As he read through Deborah Brevoort's play -- which is loosely based on historical accounts of the victims' family members and local towns people who return to the crash site in search of personal items belonging to victims -- the Walla Walla Community College theater arts director realized that the play was graver than any previous productions he had seen produced on campus.
"This is a little hefty, and also the fact that she (Brevoort) has written in Greek tragic form it is not in the realm of what I am used to," Loomer said, adding that it would be a stretch for his drama students, who for the most part have been doing mostly "light-hearted" productions.
But even though "The Women of Lockerbie" is centered around a tragic occurrence, the play also has many uplifting qualities that take it beyond the scope of a tragedy, and possibly into the realm of a must-see production.
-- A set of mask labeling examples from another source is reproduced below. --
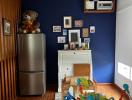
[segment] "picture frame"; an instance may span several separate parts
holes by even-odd
[[[74,42],[75,44],[79,44],[79,40],[80,40],[80,30],[79,29],[69,30],[69,43]]]
[[[4,35],[11,35],[11,23],[8,19],[2,18],[2,27]]]
[[[59,36],[59,37],[57,37],[57,41],[58,41],[58,43],[66,43],[66,37]]]
[[[67,29],[63,29],[63,35],[67,35]]]
[[[95,33],[95,26],[90,26],[90,33]]]
[[[53,26],[53,32],[61,32],[61,26]]]
[[[74,24],[75,27],[83,27],[83,20],[75,20]]]
[[[64,16],[64,28],[72,28],[72,17]]]
[[[95,10],[95,1],[84,0],[84,11]]]
[[[89,36],[89,29],[82,28],[82,37],[88,37],[88,36]]]

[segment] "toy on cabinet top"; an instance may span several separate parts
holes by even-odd
[[[40,33],[40,23],[37,22],[37,17],[38,13],[33,10],[24,12],[19,33]]]

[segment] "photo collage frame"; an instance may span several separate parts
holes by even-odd
[[[57,43],[64,44],[64,50],[87,50],[90,49],[89,35],[95,33],[95,26],[84,27],[82,19],[73,20],[72,16],[63,16],[63,26],[53,25],[53,32],[62,33],[57,36]]]

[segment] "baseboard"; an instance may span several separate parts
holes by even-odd
[[[114,83],[97,83],[97,85],[114,85]]]

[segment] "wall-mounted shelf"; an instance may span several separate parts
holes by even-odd
[[[84,13],[112,13],[115,0],[84,0]]]

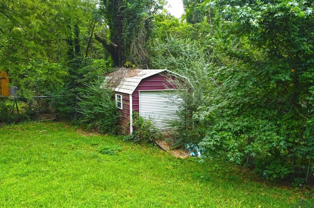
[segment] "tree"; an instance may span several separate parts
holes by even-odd
[[[102,3],[109,40],[97,34],[95,37],[110,52],[113,65],[122,66],[126,58],[136,64],[147,63],[145,45],[153,28],[153,15],[161,5],[152,0],[104,0]]]
[[[37,93],[48,84],[61,86],[68,72],[62,65],[80,55],[79,31],[86,31],[95,7],[95,2],[78,0],[1,0],[0,70],[8,72],[12,84]]]
[[[201,144],[211,153],[227,151],[237,162],[244,155],[246,161],[255,158],[257,171],[269,178],[286,177],[314,156],[313,5],[221,0],[208,6],[222,15],[219,38],[210,43],[221,52],[221,63],[212,74],[213,96],[199,111],[211,124]]]

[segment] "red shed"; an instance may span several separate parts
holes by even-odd
[[[0,96],[10,96],[9,74],[2,71],[0,72]]]
[[[169,121],[179,119],[176,113],[183,102],[179,95],[169,93],[177,89],[170,80],[178,79],[190,84],[186,77],[165,69],[134,70],[121,79],[114,91],[116,105],[121,112],[119,124],[126,130],[123,133],[133,131],[133,111],[150,119],[159,130],[168,130]]]

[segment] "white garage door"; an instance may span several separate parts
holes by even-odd
[[[183,102],[173,91],[139,91],[139,114],[160,130],[167,130],[169,121],[180,120],[177,112],[184,106]]]

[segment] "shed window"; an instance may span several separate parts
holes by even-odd
[[[122,95],[116,94],[116,106],[119,109],[122,110]]]

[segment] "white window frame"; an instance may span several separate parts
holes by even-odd
[[[115,94],[116,106],[121,110],[123,109],[123,96],[120,94]],[[119,106],[120,104],[120,106]]]

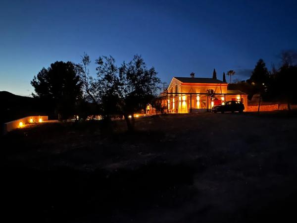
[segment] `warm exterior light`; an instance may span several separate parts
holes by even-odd
[[[174,99],[173,99],[172,101],[173,102],[173,103],[172,104],[172,109],[174,110],[174,108],[175,107],[175,103],[174,103]]]

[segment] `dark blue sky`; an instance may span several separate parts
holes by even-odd
[[[296,0],[1,0],[0,91],[27,96],[43,67],[84,52],[119,63],[141,55],[167,83],[214,68],[219,79],[234,69],[246,79],[259,58],[270,69],[282,50],[297,49],[297,12]]]

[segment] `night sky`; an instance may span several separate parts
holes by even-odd
[[[6,0],[0,2],[0,91],[28,96],[56,60],[84,52],[117,63],[141,55],[162,81],[174,76],[245,80],[262,58],[270,69],[297,49],[295,0]],[[227,77],[228,80],[228,77]]]

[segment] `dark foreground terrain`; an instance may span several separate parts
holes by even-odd
[[[2,222],[297,221],[297,118],[155,116],[133,134],[114,123],[113,134],[64,123],[1,138]]]

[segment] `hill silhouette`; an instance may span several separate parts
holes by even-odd
[[[38,99],[0,91],[0,123],[29,115],[44,114],[42,103]]]

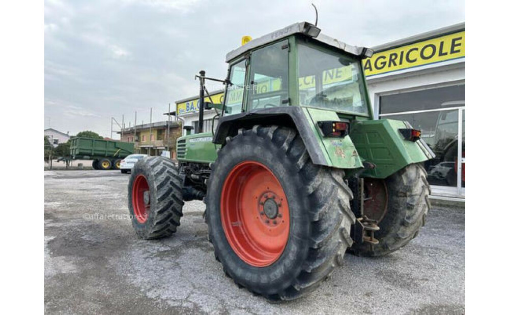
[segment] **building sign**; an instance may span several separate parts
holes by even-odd
[[[465,57],[465,31],[381,51],[363,60],[366,77]]]
[[[213,94],[210,96],[210,98],[206,96],[205,99],[205,102],[210,102],[213,104],[222,104],[223,102],[223,93]],[[199,109],[200,99],[195,99],[187,102],[177,103],[177,113],[178,115],[197,111]]]

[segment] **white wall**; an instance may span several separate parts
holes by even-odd
[[[45,130],[44,135],[48,136],[48,140],[49,142],[53,144],[52,142],[52,139],[58,139],[59,143],[58,144],[61,143],[65,143],[67,142],[68,140],[71,138],[70,136],[62,135],[62,134],[58,132],[55,132],[53,130]],[[53,144],[53,146],[56,147],[58,144]]]

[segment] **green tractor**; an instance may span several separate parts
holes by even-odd
[[[347,250],[408,244],[430,208],[421,164],[434,154],[408,122],[374,119],[361,62],[373,53],[301,22],[229,53],[225,80],[200,72],[198,130],[178,139],[178,165],[147,157],[132,171],[137,235],[171,235],[184,201],[203,200],[226,275],[272,301],[312,291]],[[225,85],[223,104],[205,102],[208,80]],[[217,112],[212,133],[205,108]]]

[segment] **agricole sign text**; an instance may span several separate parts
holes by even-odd
[[[365,59],[366,77],[465,57],[465,31],[377,52]]]

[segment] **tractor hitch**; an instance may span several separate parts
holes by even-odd
[[[350,206],[356,217],[354,226],[350,230],[350,236],[357,244],[366,242],[372,247],[378,244],[378,240],[375,238],[375,232],[380,228],[377,220],[370,219],[364,214],[364,203],[370,199],[366,195],[364,178],[351,177],[349,178],[348,184],[354,195]]]

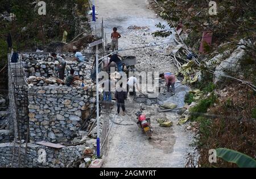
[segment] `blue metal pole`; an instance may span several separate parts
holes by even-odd
[[[96,17],[95,16],[95,0],[93,1],[93,21],[96,22]]]
[[[100,158],[101,157],[101,152],[100,152],[101,145],[100,138],[97,138],[97,157]]]

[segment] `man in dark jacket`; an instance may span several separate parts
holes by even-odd
[[[123,84],[121,84],[120,87],[118,88],[115,91],[115,98],[117,99],[118,115],[120,113],[120,106],[122,106],[123,110],[122,114],[125,115],[125,99],[127,98],[127,92],[122,87]]]

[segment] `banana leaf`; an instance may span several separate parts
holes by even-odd
[[[256,168],[256,160],[245,154],[227,148],[217,148],[217,156],[240,168]]]

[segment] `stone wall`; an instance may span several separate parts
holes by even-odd
[[[0,130],[0,143],[13,141],[13,131],[8,130]]]
[[[19,144],[16,144],[14,167],[19,167]],[[20,166],[28,168],[65,168],[78,160],[83,154],[84,145],[70,146],[55,149],[35,144],[28,143],[27,154],[24,155],[26,144],[20,149]],[[13,143],[0,144],[0,168],[10,167],[13,160]],[[46,157],[43,154],[46,153]],[[43,157],[42,157],[43,156]],[[45,160],[44,160],[45,159]]]
[[[47,86],[28,89],[31,141],[71,140],[95,107],[96,94],[81,87]],[[83,115],[83,113],[87,115]]]
[[[67,61],[65,74],[69,74],[70,70],[73,69],[75,75],[84,80],[90,79],[93,60],[90,59],[84,63],[78,63],[72,60],[73,53],[59,54]],[[23,65],[26,76],[44,77],[46,78],[55,77],[57,73],[55,70],[59,63],[53,58],[49,57],[49,53],[34,54],[26,53],[22,59]]]

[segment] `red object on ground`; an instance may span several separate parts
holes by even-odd
[[[146,120],[146,115],[142,114],[139,117],[139,121],[142,121],[143,120]]]
[[[209,45],[212,45],[212,32],[211,31],[204,31],[203,33],[202,40],[201,41],[200,48],[199,52],[200,53],[205,53],[205,51],[204,48],[204,44],[207,43]]]

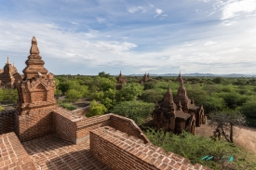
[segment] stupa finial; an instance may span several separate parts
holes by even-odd
[[[7,57],[7,64],[10,64],[9,57]]]
[[[39,54],[39,48],[37,47],[37,41],[35,36],[33,36],[31,43],[30,54]]]

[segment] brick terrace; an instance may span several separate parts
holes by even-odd
[[[13,132],[0,136],[0,169],[35,169],[28,153]]]
[[[22,145],[38,170],[109,170],[89,152],[89,140],[74,145],[50,135]]]

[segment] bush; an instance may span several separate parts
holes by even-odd
[[[155,103],[156,100],[161,102],[164,98],[164,93],[161,89],[144,90],[140,98],[149,103]]]
[[[151,115],[155,104],[143,101],[123,101],[117,103],[111,112],[132,119],[136,124],[141,124]]]
[[[256,162],[253,155],[242,150],[226,141],[214,141],[209,138],[193,136],[188,132],[181,135],[155,131],[148,128],[145,132],[148,139],[161,147],[166,152],[171,151],[191,161],[193,164],[200,163],[212,169],[253,169]],[[206,155],[213,156],[210,161],[202,161]],[[234,162],[227,163],[227,159],[234,156]]]
[[[3,106],[0,106],[0,111],[4,110],[4,107]]]
[[[248,125],[256,126],[256,102],[254,100],[245,103],[240,109],[248,121]]]
[[[95,100],[90,102],[89,107],[89,111],[87,114],[87,117],[102,115],[107,111],[104,105],[100,104]]]
[[[74,89],[70,89],[67,91],[66,97],[69,101],[74,102],[82,98],[82,94]]]
[[[222,84],[223,82],[223,79],[222,77],[215,77],[212,79],[212,82],[215,84]]]

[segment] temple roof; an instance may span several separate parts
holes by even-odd
[[[38,72],[41,72],[42,75],[46,77],[48,71],[44,67],[45,62],[39,56],[40,51],[37,46],[36,38],[34,36],[33,36],[31,44],[32,46],[30,48],[30,56],[26,60],[27,67],[23,70],[24,78],[32,79],[33,77],[36,76]]]

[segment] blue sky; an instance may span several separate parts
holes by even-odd
[[[0,0],[0,64],[54,74],[256,73],[256,0]]]

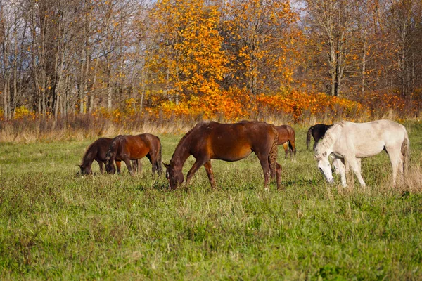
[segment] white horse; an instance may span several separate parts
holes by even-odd
[[[328,155],[334,154],[333,164],[338,170],[341,183],[347,185],[346,171],[351,168],[362,187],[366,185],[361,175],[361,158],[369,157],[385,150],[392,166],[392,182],[397,174],[407,170],[409,142],[406,128],[389,120],[368,123],[342,121],[326,133],[315,148],[315,157],[319,170],[328,183],[333,183]]]

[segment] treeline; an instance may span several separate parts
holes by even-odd
[[[422,91],[420,0],[0,0],[0,110]]]

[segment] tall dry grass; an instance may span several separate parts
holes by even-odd
[[[263,110],[250,112],[250,120],[265,122],[276,125],[295,124],[307,127],[317,123],[333,124],[343,119],[364,122],[380,119],[402,120],[392,110],[387,112],[369,113],[362,111],[349,114],[344,118],[341,110],[327,111],[318,115],[304,112],[300,119],[295,119],[292,115],[283,112]],[[114,137],[119,134],[137,134],[150,133],[153,134],[181,134],[187,132],[196,123],[203,121],[203,117],[164,117],[161,115],[143,114],[142,115],[121,116],[118,119],[91,115],[70,115],[57,119],[53,118],[23,118],[4,121],[0,120],[0,142],[30,143],[37,140],[82,140],[98,137]],[[213,121],[234,122],[238,119],[227,119],[224,115],[218,116]]]

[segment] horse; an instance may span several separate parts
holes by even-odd
[[[129,172],[133,170],[130,160],[141,159],[145,156],[153,165],[153,174],[161,175],[161,142],[158,136],[151,133],[142,133],[136,136],[119,135],[113,139],[106,154],[108,172],[115,173],[113,161],[124,161]]]
[[[164,164],[166,178],[171,189],[184,182],[182,168],[190,155],[196,160],[186,176],[188,184],[193,174],[204,166],[212,189],[217,189],[211,159],[234,162],[245,158],[252,152],[258,157],[264,171],[264,188],[268,190],[269,177],[276,176],[280,188],[281,166],[276,162],[278,133],[274,125],[258,122],[220,124],[200,122],[181,138],[176,146],[170,164]]]
[[[333,124],[326,125],[325,124],[317,124],[312,126],[308,129],[306,134],[306,147],[308,150],[309,149],[309,143],[311,143],[311,135],[314,138],[314,150],[315,150],[318,141],[324,137],[325,133],[331,127],[331,126],[333,126]]]
[[[94,160],[98,163],[101,173],[104,174],[104,164],[106,163],[106,154],[107,153],[107,150],[108,150],[108,147],[111,144],[112,140],[113,138],[100,138],[88,146],[88,148],[87,148],[85,154],[82,157],[82,164],[78,165],[81,169],[81,174],[88,175],[92,174],[91,165],[92,164]],[[120,161],[116,160],[115,163],[117,172],[120,173]],[[140,164],[136,161],[132,162],[132,164],[136,170],[139,169]]]
[[[276,129],[279,133],[277,145],[283,145],[284,148],[284,158],[287,158],[288,153],[290,157],[294,155],[293,161],[296,160],[296,148],[295,145],[295,130],[288,125],[276,126]],[[292,153],[293,152],[293,153]]]
[[[392,183],[398,174],[404,176],[409,169],[410,143],[406,128],[389,120],[368,123],[342,121],[333,124],[315,148],[315,157],[319,170],[328,183],[333,183],[328,155],[333,152],[340,160],[343,186],[347,186],[345,171],[350,166],[365,187],[361,174],[360,159],[376,155],[385,150],[392,167]]]

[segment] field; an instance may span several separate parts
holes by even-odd
[[[397,188],[385,153],[362,162],[366,188],[326,184],[302,127],[269,191],[255,155],[213,161],[218,190],[201,169],[169,191],[146,159],[141,175],[76,176],[93,140],[0,143],[0,279],[421,280],[422,124],[405,125]],[[168,162],[181,136],[159,136]]]

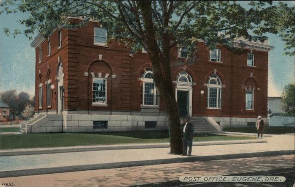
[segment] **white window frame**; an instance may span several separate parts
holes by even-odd
[[[252,92],[252,108],[247,108],[247,92]],[[246,90],[245,92],[245,108],[246,110],[254,110],[254,91],[253,90]]]
[[[221,80],[220,78],[217,76],[217,78],[212,77],[211,76],[209,77],[209,79],[207,82],[207,108],[209,109],[217,109],[217,110],[221,110],[222,108],[222,84],[221,83]],[[212,80],[214,80],[217,84],[216,85],[212,85],[210,84],[209,83]],[[219,84],[218,84],[218,82],[219,82]],[[209,107],[209,100],[210,99],[210,89],[216,89],[216,107]],[[219,92],[220,93],[220,98],[219,98]],[[220,103],[219,103],[219,99],[220,99]],[[218,105],[220,105],[220,107],[218,107]]]
[[[252,65],[249,65],[249,55],[252,55]],[[254,67],[255,66],[255,64],[254,64],[254,54],[253,54],[252,53],[248,53],[247,55],[247,66],[249,66],[249,67]]]
[[[48,38],[47,42],[47,47],[48,48],[48,56],[49,56],[51,55],[51,42],[49,38]]]
[[[181,51],[183,50],[182,48],[179,48],[177,51],[177,56],[178,58],[180,59],[187,59],[187,50],[186,50],[186,57],[181,57]],[[183,50],[185,51],[185,50]]]
[[[41,45],[39,46],[39,63],[41,63],[42,62],[42,48],[41,48]]]
[[[39,109],[43,108],[43,84],[39,85]]]
[[[103,29],[106,31],[106,35],[105,35],[105,43],[100,43],[100,42],[95,42],[95,37],[101,37],[101,38],[103,38],[104,37],[101,36],[96,36],[95,35],[95,29]],[[100,27],[94,27],[94,28],[93,29],[93,44],[94,45],[100,45],[100,46],[106,46],[107,45],[107,30],[106,29],[104,28],[101,28]]]
[[[94,81],[95,80],[105,80],[106,81],[106,87],[105,87],[105,102],[104,103],[102,103],[102,102],[93,102],[93,92],[97,92],[99,91],[95,91],[93,90],[93,83],[94,82]],[[92,78],[92,97],[91,97],[91,103],[92,103],[92,106],[108,106],[108,104],[107,104],[107,93],[108,93],[108,90],[107,90],[107,85],[108,85],[108,82],[107,82],[107,79],[106,78],[97,78],[97,77],[93,77]]]
[[[211,55],[213,50],[216,50],[216,58],[214,59],[211,57]],[[212,60],[215,59],[216,61],[212,61]],[[213,49],[213,50],[210,50],[210,61],[221,62],[221,49],[219,48],[216,48]]]
[[[3,116],[3,118],[6,118],[6,117],[7,114],[6,114],[6,110],[3,110],[2,111],[2,116]],[[5,113],[5,114],[4,114],[4,113]]]
[[[156,85],[155,83],[153,81],[153,79],[148,79],[148,78],[145,78],[145,76],[146,76],[146,74],[148,74],[148,73],[151,73],[152,74],[153,74],[152,71],[150,71],[150,70],[146,70],[146,71],[145,72],[145,73],[144,73],[143,75],[143,77],[142,77],[142,81],[143,81],[143,104],[142,105],[142,106],[151,106],[151,107],[158,107],[159,106],[159,98],[160,97],[159,96],[159,94],[158,94],[158,100],[157,104],[156,104],[156,101],[157,99],[157,89],[156,88]],[[153,95],[154,95],[154,100],[153,100],[153,104],[152,105],[150,105],[150,104],[145,104],[145,84],[146,83],[153,83],[154,84],[154,89],[153,89]]]
[[[58,37],[59,38],[59,48],[61,47],[61,30],[59,30],[58,32]]]

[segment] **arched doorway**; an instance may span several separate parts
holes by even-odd
[[[58,70],[58,114],[61,114],[63,110],[63,70],[62,64],[59,63]]]
[[[192,116],[193,81],[190,75],[185,71],[178,73],[175,89],[179,115]]]

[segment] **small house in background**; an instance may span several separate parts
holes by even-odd
[[[0,101],[0,122],[13,120],[13,112],[8,105]]]
[[[295,117],[286,116],[282,97],[268,97],[267,100],[269,126],[294,126]]]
"I was moved by the story; it deals with issues of how do we work through grief and how do we work through issues of unforgiveness or hatred ... I personally believe this a real important piece. I fully believe that if people come with their hearts open to fully receive this thing, that they will leave with a gift," Loomer said.
The play centers around an American mother of a victim who has returned to the crash site, along with several Lockerbie women who have made it their goal to "convert an act of hatred into an act of love" by washing the clothes of the dead and returning those articles to the victims' families.
It is a serious play, one derived from a true tragedy. But for those who shy away from serious themes, Loomer also points out that "The Women of Lockerbie" is not truly a Greek tragedy and there is plenty of humor.
"You really, really need it," Loomer said, and added that along with some comic relief are strong undercurrents of hope.
"As a director, I have not let it end as hopeful as Deborah Brevoort said it should. I like the idea that it is hopeful, but there is still work to be done," Loomer said, noting he reworked only the lights and the script.
The setting is also a serene one, taking place in a rocky cove by a stream, which posed different challenges.
"It calls for running water on a stage, and I wanted to attempt that in the scene, but we have had two leaks so far," Loomer said.
There are some elements of Greek tragedy that are incorporated in Brevoort's work. The play is in poetic form. A Greek chorus is used. And as with traditional Greek tragedies, the actual tragic event is never played out on stage, but only described from witnesses.
"Terrorism is the tragedy of the day; it is kind of the thing we are dealing with right now ... But the end is very poignant, and it is not a tragedy in the truest sense of the word. It ends hopeful," he said.